6. Synthesize your processor design to simply prove that your Verilog is synthesizable with no errors. The goal of this task is to prove that you have synthesizable code. So while the clock target is not critical, use a target clock of 4ns, but if you must relax the target to compile in synthesis, that's allowable. Be sure to submit the final script showing the clock period with your design. Submit your synthesis script (gold\_processor.tcl), resulting netlist (gold\_processor.syn.v) along with the output of the check\_design command (gold\_processor.log). Check the output of the check\_design command to make sure there are NO LATCHES generated. If so, modify your RTL to remove any latches in the design.

## What to Submit?

Submit the complete Verilog code in a directory structure specified for your processor design including the testbench used for verification. Please include adequate comments not only in your design but also in your testbench to justify that your testbench adequately verifies your design. In addition, include the program and data files that are loaded into the Instruction Memory and Data Memory for test purpose. Please comment your binary assembly code with the corresponding assembly mnemonics. You will also need to turn in results for an instructor's test bench that will be provided shortly before submission.

### How to submit?

We will use electronic submission. For electronic submission, **follow the instructions given below strictly.** Use the directory provided with the assignment to organize your submission. "tar" all the required files for the project using the "**make submit**" command and use the upload link in DEN for electronic submission. Use "**make submit**" command to create the tarfile, this allows grading team to use automated tools to grade assignment.

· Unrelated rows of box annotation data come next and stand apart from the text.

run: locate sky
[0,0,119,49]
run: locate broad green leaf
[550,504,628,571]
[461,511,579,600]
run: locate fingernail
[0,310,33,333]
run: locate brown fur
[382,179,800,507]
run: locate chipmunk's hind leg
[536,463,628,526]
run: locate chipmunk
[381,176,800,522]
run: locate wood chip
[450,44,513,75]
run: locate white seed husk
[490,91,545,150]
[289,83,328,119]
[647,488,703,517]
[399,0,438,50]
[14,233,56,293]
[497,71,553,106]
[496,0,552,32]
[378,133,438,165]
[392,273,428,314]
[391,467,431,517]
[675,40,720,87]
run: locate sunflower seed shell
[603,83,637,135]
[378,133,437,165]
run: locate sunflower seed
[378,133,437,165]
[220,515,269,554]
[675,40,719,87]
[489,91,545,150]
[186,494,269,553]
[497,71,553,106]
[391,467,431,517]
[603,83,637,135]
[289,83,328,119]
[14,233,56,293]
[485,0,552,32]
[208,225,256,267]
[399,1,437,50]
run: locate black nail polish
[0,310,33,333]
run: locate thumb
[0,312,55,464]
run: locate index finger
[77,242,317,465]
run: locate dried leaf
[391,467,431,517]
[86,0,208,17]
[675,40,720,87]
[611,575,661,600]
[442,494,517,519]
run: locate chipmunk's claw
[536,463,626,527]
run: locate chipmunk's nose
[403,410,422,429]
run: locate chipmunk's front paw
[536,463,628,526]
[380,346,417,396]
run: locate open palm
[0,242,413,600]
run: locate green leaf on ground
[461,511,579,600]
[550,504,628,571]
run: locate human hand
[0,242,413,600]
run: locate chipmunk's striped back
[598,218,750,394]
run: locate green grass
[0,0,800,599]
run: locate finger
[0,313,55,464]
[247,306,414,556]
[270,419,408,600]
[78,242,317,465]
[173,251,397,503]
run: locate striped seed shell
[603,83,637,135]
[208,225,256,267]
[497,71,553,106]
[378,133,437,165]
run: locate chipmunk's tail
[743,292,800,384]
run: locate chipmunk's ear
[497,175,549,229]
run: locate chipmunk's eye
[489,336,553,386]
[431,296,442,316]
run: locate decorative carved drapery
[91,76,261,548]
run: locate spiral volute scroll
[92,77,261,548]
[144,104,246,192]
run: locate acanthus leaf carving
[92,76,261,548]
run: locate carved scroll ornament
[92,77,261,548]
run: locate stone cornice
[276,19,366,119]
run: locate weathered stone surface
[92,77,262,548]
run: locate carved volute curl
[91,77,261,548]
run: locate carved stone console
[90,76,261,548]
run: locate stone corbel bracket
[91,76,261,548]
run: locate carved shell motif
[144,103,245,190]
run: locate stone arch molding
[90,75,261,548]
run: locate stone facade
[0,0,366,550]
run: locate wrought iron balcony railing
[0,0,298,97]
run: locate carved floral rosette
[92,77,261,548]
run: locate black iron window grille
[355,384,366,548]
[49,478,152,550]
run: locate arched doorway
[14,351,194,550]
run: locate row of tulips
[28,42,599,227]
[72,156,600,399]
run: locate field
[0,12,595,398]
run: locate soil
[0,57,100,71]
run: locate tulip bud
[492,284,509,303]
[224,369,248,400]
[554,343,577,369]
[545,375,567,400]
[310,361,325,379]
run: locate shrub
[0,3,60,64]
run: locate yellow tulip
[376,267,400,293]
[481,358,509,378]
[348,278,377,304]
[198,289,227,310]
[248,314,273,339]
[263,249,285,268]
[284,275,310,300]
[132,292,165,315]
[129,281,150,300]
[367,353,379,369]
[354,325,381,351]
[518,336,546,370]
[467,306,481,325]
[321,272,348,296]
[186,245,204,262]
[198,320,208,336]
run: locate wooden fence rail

- (1) Modify **AUTHORS** file by adding name of the team and team members. Write name of the team in the first line of the file, followed with team-member names on subsequent lines.
- (2) Modify the **makefile** to declare name of your team, this will be used to create the submission tar-file.
- (3) All of your verilog design files should be in **design/** directory. All test-bench files should be in **tb/** directory. All the synthesis script files should be kept in **script/** directory. The generated netlists (\*.syn.v) and SDF files (\*.sdf) should be kept in **netlist/** and **sdf/** directory respectively. All generated outputs (.out), logs, reports, pdfs and other documents should be kept in **reports/** directory.
- (4) Modify README file to describe status of the project, also include any additional instructions (if any) required for simulation/testing your assignment.

If you need to re-upload your submission before the deadline, please contact a TA. One submission per group. If the group accidentally submits twice, you must coordinate with the TA's.